Open Source

A few Strix Halo benchmarks (Minimax M2.5, Step 3.5 Flash, Qwen3 Coder Next)

New benchmarks show which large AI models run best on AMD's latest Ryzen AI hardware with 128GB memory.

Deep Dive

A comprehensive benchmark analysis by Reddit user u/spaceman_ evaluates the latest large language models on AMD's cutting-edge Strix Halo platform featuring Ryzen AI Max+ 395 processors with 128GB of memory. Using llama.cpp with ROCm 7.2, the tests compare newly released models including MiniMax M2.5 and Step 3.5 Flash against established options like Qwen3 Coder Next, GLM 4.6V, GLM 4.7 Flash, and GPT-OSS-120B. All benchmarks were conducted at a substantial 30,000 token context length, providing realistic performance data for memory-intensive applications.
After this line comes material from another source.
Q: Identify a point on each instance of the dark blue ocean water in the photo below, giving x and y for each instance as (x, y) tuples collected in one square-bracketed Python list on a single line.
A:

The results offer valuable guidance for developers and researchers working with AMD's high-memory AI hardware, revealing which models and quantization approaches deliver the best performance-per-watt in this emerging hardware category.

Key Points
  • Tests MiniMax M2.5 and Step 3.5 Flash - two new models that barely fit in 128GB memory
  • Benchmarks run at 30,000 token context depth using llama.cpp on ROCm 7.2 with Ryzen AI Max+ 395
  • Includes Qwen3 Coder Next showing recent improvements and GLM 4.6V/4.7 Flash for comparison

Why It Matters

Provides crucial performance data for developers choosing AI models for AMD's high-memory Strix Halo systems, optimizing cost and efficiency.